Di balik rasanya yang khas itu, tahu gejrot ternyata punya cerita panjang yang menarik untuk ditelusuri.
Konon, jejak tahu gejrot bermula dari masyarakat keturunan Tionghoa yang menetap di wilayah Ciledug, Kabupaten Cirebon. Mereka tinggal di sekitar aliran Sungai Cisanggarung untuk memudahkan aktivitas perdagangan, terutama menggunakan jalur air.
Dari sanalah tahu mulai diolah dan dijual sebagai makanan sederhana untuk para buruh dan pekerja. Penyajiannya pun khas sejak dulu, menggunakan piring tanah liat kecil yang hingga kini masih jadi ciri identitasnya.
Seiring waktu, tahu gejrot makin dikenal luas dan melebur dalam kehidupan masyarakat Cirebon. Bahkan, kuliner ini sempat menjadi bagian dari tradisi masyarakat Tionghoa, termasuk digunakan dalam prosesi ritual di klenteng sebagai bentuk persembahan.
Nama “tahu gejrot” sendiri juga punya cerita unik. Banyak yang percaya istilah ini berasal dari bunyi “jrot-jrot” saat kuah gula merah dituangkan ke atas tahu. Ada juga yang menyebutnya dari sensasi pedasnya yang terasa “ngegejrot” di lidah.
Legenda dari Pasar Kanoman
Kalau bicara tahu gejrot di Cirebon, nama Mang Wardi jadi salah satu yang paling sering disebut.
Berlokasi di kawasan Pasar Kanoman, tempat ini nyaris tak pernah sepi pembeli. Suasana pasar yang ramai justru jadi bagian dari pengalaman menikmati sepiring tahu gejrot di sini.
Mang Wardi mulai berjualan sejak 2007 dengan pikulan sederhana. Dari situ, usahanya berkembang pelan tapi pasti hingga dikenal luas sebagai salah satu tahu gejrot legendaris di Cirebon.
Ciri khas racikannya terletak pada tahu yang lembut dan empuk, dipotong kecil-kecil, lalu disajikan dengan siraman kuah gula aren yang segar.
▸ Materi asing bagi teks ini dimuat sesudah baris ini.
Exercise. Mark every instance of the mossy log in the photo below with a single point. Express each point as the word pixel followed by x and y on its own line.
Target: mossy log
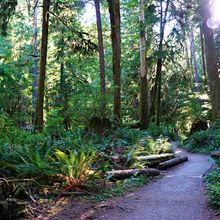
pixel 172 162
pixel 155 157
pixel 123 174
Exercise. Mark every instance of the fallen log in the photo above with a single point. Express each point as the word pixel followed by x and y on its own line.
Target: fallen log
pixel 172 162
pixel 123 174
pixel 155 163
pixel 155 157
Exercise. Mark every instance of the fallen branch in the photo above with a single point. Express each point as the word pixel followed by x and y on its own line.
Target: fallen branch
pixel 123 174
pixel 69 193
pixel 155 157
pixel 172 162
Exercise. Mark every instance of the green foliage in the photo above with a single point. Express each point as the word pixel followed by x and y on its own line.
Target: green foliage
pixel 55 124
pixel 204 141
pixel 34 162
pixel 213 183
pixel 75 164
Rasa kuahnya seimbang, tidak terlalu manis, tapi tetap terasa gurih, pedas, dan sedikit asam.
Tambahan ulekan bawang merah, cabai rawit, dan bawang putih membuat rasanya makin “nendang”. Aromanya cukup tajam, tapi justru itu yang bikin banyak orang ketagihan.
Yang menarik, tahu gejrot ini disantap tanpa sendok. Pembeli biasanya menggunakan tusuk gigi untuk menikmatinya, sederhana, tapi justru menambah kesan tradisional yang autentik.
Dengan harga yang ramah di kantong, sekitar belasan ribu per porsi, tahu gejrot Mang Wardi jadi pilihan favorit banyak orang.
Tempatnya memang jauh dari kata mewah. Hanya ada beberapa bangku sederhana di tengah hiruk-pikuk pasar. Tapi justru di situlah daya tariknya, menikmati kuliner legendaris langsung di tempat asalnya.
Setiap hari, pembeli datang silih berganti. Saat akhir pekan, antrean bahkan bisa jadi pemandangan biasa. Ada yang makan di tempat, ada juga yang rela bungkus untuk dibawa pulang bahkan sebagai oleh-oleh.
Meski sederhana, satu hal yang tetap dijaga adalah rasa. Konsistensi itulah yang membuat tahu gejrot Mang Wardi tetap bertahan dan dicintai hingga sekarang.
Jadi, bila Anda sedang berkunjung ke Cirebon, jangan lewatkan kesempatan mampir ke Pasar Kanoman. Sepiring tahu gejrot hangat dengan kuah segar bisa jadi pengalaman kecil yang ternyata sulit dilupakan.